Mon, 2 Sep 2013 Source: GNA

Agricultural stakeholders at an inception workshop in Accra discussed strategies to improve the capacity of Agricultural Technical Vocational Education and Training (ATVET) institutions to attract the youth to the sector.

They noted that the few vocational and skills training centres such as Kwadaso Agric College, Adidome, Asuansi, Wenchi farm institutes and Kumasi Institute of Tropical Agriculture (KITA), are poorly managed and therefore a total restructuring and update of the curriculum needs to be encouraged to meet the demands of the society.

Addressing the participants including best farmer award winners and agriculture industry players Mr Ernest Patrick Mallet, ATVET Project Coordinator, said the oil and gas industry has taken focus away from agriculture and expressed the hope that ATVET programme would help to reverse the situation.
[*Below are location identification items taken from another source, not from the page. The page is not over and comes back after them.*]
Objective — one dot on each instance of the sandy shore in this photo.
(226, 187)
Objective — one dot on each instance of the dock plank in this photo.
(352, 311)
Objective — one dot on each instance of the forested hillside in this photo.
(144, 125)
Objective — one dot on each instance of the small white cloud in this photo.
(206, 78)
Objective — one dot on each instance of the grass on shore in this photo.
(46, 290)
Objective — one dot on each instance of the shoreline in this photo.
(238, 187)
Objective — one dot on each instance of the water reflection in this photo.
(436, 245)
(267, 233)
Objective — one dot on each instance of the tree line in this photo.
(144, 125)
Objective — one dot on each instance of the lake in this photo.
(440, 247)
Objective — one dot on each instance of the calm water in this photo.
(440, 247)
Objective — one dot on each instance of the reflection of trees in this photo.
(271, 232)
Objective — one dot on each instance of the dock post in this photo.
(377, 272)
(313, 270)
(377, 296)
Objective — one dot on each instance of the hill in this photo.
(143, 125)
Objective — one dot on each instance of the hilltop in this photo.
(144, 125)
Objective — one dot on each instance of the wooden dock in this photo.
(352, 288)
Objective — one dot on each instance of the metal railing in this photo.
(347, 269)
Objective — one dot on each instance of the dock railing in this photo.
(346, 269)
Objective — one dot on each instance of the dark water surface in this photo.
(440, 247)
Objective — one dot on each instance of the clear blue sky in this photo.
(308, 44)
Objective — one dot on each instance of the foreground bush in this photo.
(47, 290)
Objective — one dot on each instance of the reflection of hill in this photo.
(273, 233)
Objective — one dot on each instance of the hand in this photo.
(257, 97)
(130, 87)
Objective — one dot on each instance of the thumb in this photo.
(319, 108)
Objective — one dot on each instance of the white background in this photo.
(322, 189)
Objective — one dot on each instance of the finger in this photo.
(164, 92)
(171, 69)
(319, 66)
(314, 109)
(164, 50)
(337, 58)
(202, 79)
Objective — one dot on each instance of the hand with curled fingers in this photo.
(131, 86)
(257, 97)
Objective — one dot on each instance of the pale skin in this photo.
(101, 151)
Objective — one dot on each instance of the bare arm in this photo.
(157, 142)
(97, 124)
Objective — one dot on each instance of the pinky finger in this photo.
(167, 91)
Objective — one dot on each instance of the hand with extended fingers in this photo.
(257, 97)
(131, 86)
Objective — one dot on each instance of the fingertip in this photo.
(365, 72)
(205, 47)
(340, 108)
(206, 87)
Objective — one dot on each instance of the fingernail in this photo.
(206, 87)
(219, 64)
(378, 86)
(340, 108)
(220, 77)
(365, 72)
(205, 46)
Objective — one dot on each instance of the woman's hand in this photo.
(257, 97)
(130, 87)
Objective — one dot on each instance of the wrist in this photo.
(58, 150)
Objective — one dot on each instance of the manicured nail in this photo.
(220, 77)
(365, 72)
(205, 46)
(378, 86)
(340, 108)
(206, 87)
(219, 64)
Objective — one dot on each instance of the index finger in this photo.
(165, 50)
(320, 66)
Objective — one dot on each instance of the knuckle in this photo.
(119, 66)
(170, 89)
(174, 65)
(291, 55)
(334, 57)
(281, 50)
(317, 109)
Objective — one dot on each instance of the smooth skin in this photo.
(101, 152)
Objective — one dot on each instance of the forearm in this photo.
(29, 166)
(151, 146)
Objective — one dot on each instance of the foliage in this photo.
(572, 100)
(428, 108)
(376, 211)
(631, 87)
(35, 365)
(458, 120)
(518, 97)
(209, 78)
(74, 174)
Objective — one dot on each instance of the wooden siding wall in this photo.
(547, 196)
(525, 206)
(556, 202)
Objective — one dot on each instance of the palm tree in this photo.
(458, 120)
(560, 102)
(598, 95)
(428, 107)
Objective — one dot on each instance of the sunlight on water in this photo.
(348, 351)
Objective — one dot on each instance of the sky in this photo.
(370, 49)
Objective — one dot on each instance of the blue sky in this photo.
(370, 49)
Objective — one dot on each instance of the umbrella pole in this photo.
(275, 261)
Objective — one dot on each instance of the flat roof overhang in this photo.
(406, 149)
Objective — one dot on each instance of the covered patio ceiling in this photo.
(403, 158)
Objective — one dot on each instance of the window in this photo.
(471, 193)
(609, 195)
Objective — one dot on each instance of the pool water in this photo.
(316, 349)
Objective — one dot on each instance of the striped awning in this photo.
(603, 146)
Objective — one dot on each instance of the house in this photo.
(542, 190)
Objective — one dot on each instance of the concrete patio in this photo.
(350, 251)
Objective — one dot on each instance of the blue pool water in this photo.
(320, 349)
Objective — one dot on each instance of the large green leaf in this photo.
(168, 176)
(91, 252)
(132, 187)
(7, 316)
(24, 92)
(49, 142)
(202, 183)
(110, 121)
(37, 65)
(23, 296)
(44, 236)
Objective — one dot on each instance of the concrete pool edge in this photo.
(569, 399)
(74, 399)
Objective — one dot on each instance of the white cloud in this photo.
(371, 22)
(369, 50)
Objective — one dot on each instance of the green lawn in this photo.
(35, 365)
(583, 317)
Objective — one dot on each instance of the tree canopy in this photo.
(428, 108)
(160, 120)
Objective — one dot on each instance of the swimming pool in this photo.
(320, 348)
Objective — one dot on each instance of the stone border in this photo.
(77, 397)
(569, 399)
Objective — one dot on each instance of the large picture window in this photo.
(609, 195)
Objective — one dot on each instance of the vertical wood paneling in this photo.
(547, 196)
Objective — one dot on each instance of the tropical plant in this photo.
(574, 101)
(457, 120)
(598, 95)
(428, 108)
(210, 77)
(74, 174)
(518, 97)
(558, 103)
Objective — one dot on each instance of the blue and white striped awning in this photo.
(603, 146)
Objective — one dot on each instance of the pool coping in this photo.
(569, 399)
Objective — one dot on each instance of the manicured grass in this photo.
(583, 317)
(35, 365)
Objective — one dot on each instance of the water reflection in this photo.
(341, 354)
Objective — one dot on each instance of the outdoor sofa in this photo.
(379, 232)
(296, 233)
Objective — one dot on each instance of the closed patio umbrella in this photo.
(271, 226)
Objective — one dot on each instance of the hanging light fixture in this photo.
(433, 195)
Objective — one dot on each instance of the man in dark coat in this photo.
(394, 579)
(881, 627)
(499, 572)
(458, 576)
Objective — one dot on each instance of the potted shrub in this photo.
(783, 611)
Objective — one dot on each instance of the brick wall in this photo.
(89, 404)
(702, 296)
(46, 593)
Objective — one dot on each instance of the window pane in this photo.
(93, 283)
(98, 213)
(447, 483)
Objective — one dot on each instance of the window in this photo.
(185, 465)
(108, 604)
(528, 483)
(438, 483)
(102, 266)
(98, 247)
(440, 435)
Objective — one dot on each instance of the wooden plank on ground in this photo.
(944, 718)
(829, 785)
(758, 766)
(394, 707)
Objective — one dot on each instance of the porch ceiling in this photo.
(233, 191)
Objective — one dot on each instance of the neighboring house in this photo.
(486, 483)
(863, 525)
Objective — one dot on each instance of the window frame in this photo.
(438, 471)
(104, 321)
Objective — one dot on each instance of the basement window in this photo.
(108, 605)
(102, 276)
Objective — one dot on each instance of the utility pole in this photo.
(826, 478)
“If ATVET is not taken seriously, agriculture is going to die out and it is for this reason that we are working with training institutions to develop a curricula to train agriculturists as professionals”, he said.

Mr Mallet said it is important to develop and implement market oriented qualification measures and coherent concepts for the inclusion of agricultural technical vocational education and training components into the national educational systems.

He added that ATVET institutional development would impinge on the review of current curricula to make them more responsive to current trends and industry demands.

Dr Baffour-Awuah, Agricultural Scientist and ATVET Consultant, said ATVET would work with other players in the industry by training providers and agricultural practitioners on skills and competencies needed to meet the benchmarks in the agricultural sector.